Weekly Market Recap: Big Tech Drives Gains as Markets Look Past Middle East Tensions
Market Overview
U.S. equities showed resilience during the first full week of July, advancing despite renewed tensions between the United States and Iran. The S&P 500 gained 1.26%, while the Nasdaq rose 1.74% as investors returned to momentum-driven technology and artificial intelligence stocks. The Dow declined 0.48%, and the Russell 2000 fell 0.60%, reflecting continued concentration in large-cap growth companies.
Technology led all sectors with a 3.4% weekly gain, followed by Energy at 3.2% and Communication Services at 2.4%. Materials declined 2.2%, while Health Care and Consumer Staples fell 1.8% and 1.2%, respectively. Corporate developments involving AI infrastructure, semiconductor production, and major technology partnerships helped reinforce optimism around long-term capital spending.
International equities were weaker. The MSCI EAFE declined 1.37%, while emerging markets fell 1.73%. European markets retreated from recent record highs as rising oil prices renewed inflation concerns. Asian markets were mixed, with Hong Kong benefiting from technology optimism while South Korea, Japan, and Taiwan faced pressure from renewed selling in technology shares.
Fixed income markets also moved lower as Treasury yields climbed. The 2-year Treasury yield increased to 4.21%, the 10-year reached 4.56%, and the 30-year rose to 5.06%. The Bloomberg U.S. Aggregate Bond Index declined 0.44%, although high-yield bonds posted a modest gain.
Oil moved above $70 per barrel following disruptions in the Strait of Hormuz before trimming its advance as diplomatic discussions continued. Gold and silver declined as investors prepared for interest rates to remain elevated, while the U.S. dollar finished the week little changed.
Federal Reserve Insights and Economic Roundup
Despite rising yields, demand for Treasury securities remained healthy. The Treasury Department’s combined $119 billion offering of 3-year, 10-year, and 30-year debt was well received, with all three auctions clearing at yields below prevailing market levels.
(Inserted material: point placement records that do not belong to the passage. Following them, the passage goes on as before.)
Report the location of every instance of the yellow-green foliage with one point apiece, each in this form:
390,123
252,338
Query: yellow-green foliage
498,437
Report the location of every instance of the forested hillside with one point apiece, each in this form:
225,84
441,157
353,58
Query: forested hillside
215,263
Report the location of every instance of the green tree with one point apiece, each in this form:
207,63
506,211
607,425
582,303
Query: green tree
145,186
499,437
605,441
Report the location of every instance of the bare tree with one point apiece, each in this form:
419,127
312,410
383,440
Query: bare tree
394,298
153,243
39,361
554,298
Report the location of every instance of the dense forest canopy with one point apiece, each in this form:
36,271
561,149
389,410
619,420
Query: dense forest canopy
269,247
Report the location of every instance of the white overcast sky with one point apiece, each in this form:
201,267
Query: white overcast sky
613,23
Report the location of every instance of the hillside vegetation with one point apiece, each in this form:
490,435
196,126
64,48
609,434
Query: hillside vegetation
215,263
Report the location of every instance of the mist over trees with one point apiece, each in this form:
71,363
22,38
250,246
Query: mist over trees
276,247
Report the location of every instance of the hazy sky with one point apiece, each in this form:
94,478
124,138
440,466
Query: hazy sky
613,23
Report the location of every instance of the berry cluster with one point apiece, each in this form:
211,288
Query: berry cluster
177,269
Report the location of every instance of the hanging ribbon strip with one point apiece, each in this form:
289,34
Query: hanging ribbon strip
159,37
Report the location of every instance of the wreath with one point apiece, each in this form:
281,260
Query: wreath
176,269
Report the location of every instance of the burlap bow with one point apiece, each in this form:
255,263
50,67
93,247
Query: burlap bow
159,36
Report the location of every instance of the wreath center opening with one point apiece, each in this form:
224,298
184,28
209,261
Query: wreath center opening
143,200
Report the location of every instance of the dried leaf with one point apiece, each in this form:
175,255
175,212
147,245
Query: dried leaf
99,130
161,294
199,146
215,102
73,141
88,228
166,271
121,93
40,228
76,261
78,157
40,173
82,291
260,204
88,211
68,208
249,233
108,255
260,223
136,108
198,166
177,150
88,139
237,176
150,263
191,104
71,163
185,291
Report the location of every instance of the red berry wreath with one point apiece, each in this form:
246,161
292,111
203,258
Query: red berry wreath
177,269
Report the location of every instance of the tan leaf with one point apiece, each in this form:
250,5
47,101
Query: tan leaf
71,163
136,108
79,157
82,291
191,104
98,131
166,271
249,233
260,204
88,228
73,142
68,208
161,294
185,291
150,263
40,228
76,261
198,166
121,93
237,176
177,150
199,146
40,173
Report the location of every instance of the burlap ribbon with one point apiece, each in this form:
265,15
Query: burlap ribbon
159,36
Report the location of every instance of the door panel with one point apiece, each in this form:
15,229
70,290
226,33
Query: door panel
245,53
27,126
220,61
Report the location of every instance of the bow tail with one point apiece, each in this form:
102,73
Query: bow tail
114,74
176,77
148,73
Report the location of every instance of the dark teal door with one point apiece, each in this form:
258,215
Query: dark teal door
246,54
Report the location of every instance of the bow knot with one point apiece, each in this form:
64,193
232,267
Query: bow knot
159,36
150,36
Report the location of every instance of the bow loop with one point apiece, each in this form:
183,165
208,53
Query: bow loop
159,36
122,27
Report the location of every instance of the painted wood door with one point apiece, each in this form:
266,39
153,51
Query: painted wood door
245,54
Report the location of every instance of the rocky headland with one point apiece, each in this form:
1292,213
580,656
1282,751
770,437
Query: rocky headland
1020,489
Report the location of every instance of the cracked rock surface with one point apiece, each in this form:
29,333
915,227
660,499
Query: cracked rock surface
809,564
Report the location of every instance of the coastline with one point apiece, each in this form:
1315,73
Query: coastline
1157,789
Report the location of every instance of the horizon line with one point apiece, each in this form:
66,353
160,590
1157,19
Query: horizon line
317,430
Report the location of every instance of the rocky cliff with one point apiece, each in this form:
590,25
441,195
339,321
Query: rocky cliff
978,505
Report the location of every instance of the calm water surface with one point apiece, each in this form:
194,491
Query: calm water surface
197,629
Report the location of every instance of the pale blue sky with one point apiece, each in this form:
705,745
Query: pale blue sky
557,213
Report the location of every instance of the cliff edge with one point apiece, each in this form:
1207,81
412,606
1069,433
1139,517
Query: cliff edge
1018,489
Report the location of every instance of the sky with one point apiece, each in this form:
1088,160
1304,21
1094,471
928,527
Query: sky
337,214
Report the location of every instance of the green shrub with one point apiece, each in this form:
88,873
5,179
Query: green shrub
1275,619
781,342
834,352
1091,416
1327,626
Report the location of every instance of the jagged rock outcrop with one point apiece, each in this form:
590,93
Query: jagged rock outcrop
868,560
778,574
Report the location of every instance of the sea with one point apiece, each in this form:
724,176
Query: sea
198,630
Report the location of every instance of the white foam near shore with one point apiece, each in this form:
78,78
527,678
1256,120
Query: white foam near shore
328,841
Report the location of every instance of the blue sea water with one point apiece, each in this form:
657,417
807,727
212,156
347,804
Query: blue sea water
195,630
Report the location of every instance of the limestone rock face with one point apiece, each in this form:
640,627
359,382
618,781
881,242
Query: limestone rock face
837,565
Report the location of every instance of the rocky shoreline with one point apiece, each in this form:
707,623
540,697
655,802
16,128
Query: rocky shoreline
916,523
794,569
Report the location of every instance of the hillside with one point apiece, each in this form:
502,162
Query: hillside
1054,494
The strong demand suggests institutional investors increasingly view elevated real yields as an opportunity to secure attractive inflation-adjusted income. Fiscal deficits and heavy Treasury issuance remain long-term considerations, but this week’s auctions helped ease concerns about the market’s ability to absorb additional government debt.
June’s ISM Services report also pointed to continued economic resilience. Employment improved, potentially supported by World Cup-related hiring, while activity remained strong across health care, retail, infrastructure, and environmental services. Input prices fell to their lowest level since February, indicating that some recent inflation pressures may not persist.
Consumer spending and AI-related capital investment should continue supporting economic growth, although labor costs, supplier constraints, and regulatory expenses remain challenges. Overall, the report supports an above-trend growth outlook and helps explain the upward pressure on longer-term Treasury yields.
Inflation conditions may continue to improve as geopolitical and tariff pressures ease. However, current economic strength is unlikely to convince the Federal Reserve to materially soften its cautious policy stance in the near term.
The Week Ahead
Monday: Investors will review the June federal budget balance.
Tuesday: Markets will focus on small business optimism, ADP employment, real earnings, CPI, and international capital flows.
Wednesday: Mortgage applications, the Empire Manufacturing Index, PPI, and the Federal Reserve’s Beige Book will be released.
Thursday: Attention will turn to regional business surveys, retail sales, jobless claims, housing sentiment, business inventories, and pending home sales.
Friday: The week will conclude with import and export prices, housing starts, building permits, industrial production, capacity utilization, and preliminary consumer sentiment.